El problema vino al venir una nueva build de Windows 10. La partición que había asignado se quedó corta, por lo que intenté reducir el espacio ocupado. No solo no lo conseguí, sino que además se dañó la partición al estar el HDD ya dañado de por sí, por lo que tuve que reducir aún más la partición de Windows 8 para crear una nueva partición más grande, de 150Gb. Conseguí instalarlo mediante actualización de la versión que ya tenía, pero no fui capaz de cambiar de inglés a español, por lo que tuve que formatear.
Ahora sí, estaba con Windows 10, y en español. Pero el error que tuvo la partición, en un momento crítico en clase, hizo que el proceso final se catalizase.

Por fin

Tras estar unas semanas más, conseguí recaudar los fondos necesarios para adquirir el nuevo portátil. Durante los meses en los que encuadramos los hechos de esta entrada, estuve mirando varios modelos, aunque me dacanté finalmente por la marca MSI, por ser sinónimo de calidad a precios razonables.
Finalmente, tras varios cambios de modelo, elegí el modelo GE60 2PC-480XES, el cual compré hace relativamente pocas semanas. En principio, la fecha estimada para la compra estaría entorno a los carnavales, pero una ligera bajada de precio unido a que quedaban pocos en stock catalizó aún más el proceso de compra.




A día de hoy no puedo estar más contento por el ordenador. Lo primero que hice con él fue meter Windows 10 (aunque más tarde cambié a Windows 8.1 debido a un problema con el driver de vídeo), ampliar la RAM de 4 a 8Gb (usando el módulo de 4Gb con el que también amplié el Toshiba de 4 a 8Gb, aunque más tarde tuve que comprar otro nuevo ya que el antiguo era de 1333MHz y el del MSI era de 1600MHz) e instalar un SSD (Solid State Drive o Unidad de Estado Sólido) de 128Gb aprovechando una ranura mSATA libre.
En cuanto a demás especificaciones, encontraríamos un procesador Intel i5 4210H (dual core de 2,9GHz en 64bit, la frecuencia aumenta hasta 3,5GHz al saltar el Turbo Boost), un HDD de 500Gb 5400RPM, una gráfica nVidia GTX 850M GDDR5, pantalla fullHD...
Espero que este ordenador me traiga tantas alegrías como antaño me dieron tanto el Toshiba Satellite A110-160 como el Toshiba Satellite C855-10W, aunque eso sí, también espero que no tenga un final como el de aquellos dos (marcado tanto por los constantes problemas y cuelgues del primero por su baja potencia debido a su antigüedad, como por los numerosos problemas del segundo debido a fallos de hardware).
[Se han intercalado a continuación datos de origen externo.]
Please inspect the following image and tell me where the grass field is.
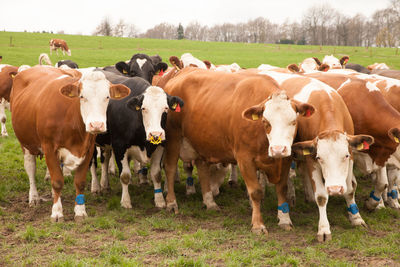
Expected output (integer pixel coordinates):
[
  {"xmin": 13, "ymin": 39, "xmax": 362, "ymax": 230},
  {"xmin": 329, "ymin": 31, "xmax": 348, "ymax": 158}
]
[{"xmin": 0, "ymin": 32, "xmax": 400, "ymax": 266}]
sábado, 18 de octubre de 2014

Y así se cumple la "profecía"...

¡Hola!
Aproximadamente un año ha pasado desde que compré mi Nexus 7. Es algo que podemos recordar al leer Como cada año, tenemos "cachivache" nuevo. Sin embargo, esta entrada no va dedicada a dicha tablet.
Como podéis ver en la entrada del año pasado, en el párrafo final, expreso mi deseo de que una imagen, situada en su parte superior, se haga realidad, y sostengo que es probable que, en las mismas fechas del siguiente año, esto se cumpliese. Esta entrada significa que hace unas semanas, unos 11 meses después, se cumplió la "profecía".

¿Qué esconderá?
¿Qué esconderá?

En efecto, casi un año después, y tras probar la experiencia Nexus, mi smartphone, un Sony Xperia P, se empezó a quedar corto. Además, poco a poco empezó a tener más problemas, tales como menor autonomía, algún que otro brick (se solucionaba formateando vía flash, pero no era nada cómodo), y lag con las llamadas (a veces tardaba más de una decena de segundos en sonar, y otros tantos en contestar dicha llamada). Tras más de año y medio con él, llegaba el tiempo de renovar.

¿Cual sería mi nuevo smartphone? Sony lo descartaba, por precio y su acelerada obsolescencia (que había sufrido con el P y a punto estuve con el Neo V). Samsung tampoco, tanto por precio como por su capa de personalización, que no me gusta demasiado. De hecho, no quería ninguna capa que se diferenciase un mínimo de AOSP. ¿Probaría suerte con algún chino? Tienen precios muy competitivos para lo que ofrecen, pero temo que no tendrían el mismo soporte que alguna de las marcas clásicas.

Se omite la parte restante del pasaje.